Can the Elephant Dance with the Dragon?

TRIVANDRUM, INDIA – It is fashionable these days, particularly in the West, to speak of India and China in the same breath. These are the two big countries said to be taking over the world, the new contenders for global eminence after centuries of Western domination, the Oriental answer to generations of Occidental economic success.

Indeed, two new books explicitly twin the two countries: Robyn Meredith’s The Elephant and the Dragon: The Rise of India and China and What It Means for All of Us and Harvard business professor Tarun Khanna’s Billions of Entrepreneurs: How China and India are Reshaping their Futures – and Yours . Both books view the recent rise of India and China as shifting the world’s economic and political tectonic plates. Some even speak of “Chindia,” as if the two were joined at the hip in the international imagination.
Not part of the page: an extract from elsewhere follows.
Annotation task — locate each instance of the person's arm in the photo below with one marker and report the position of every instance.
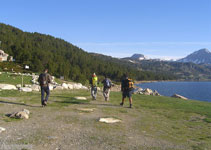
(122, 86)
(49, 78)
Count me among the skeptics. It is not just that China and India have little in common, save for the fact that they occupy a rather vast landmass called “Asia.” It is also that they are already at very different stages of development. China started its liberalization a decade and a half before India, hit double-digit growth when India was still hovering around 5%, and, with compound growth, has put itself in a totally different economic league from India, continuing to grow faster from a larger base. 

Moreover, the two countries’ systems are totally dissimilar. If China wants to build a new six-lane expressway, it can bulldoze its way through any village in its path. In India, if you want to widen a two-lane road, you could be tied up in court for a dozen years over compensation entitlements.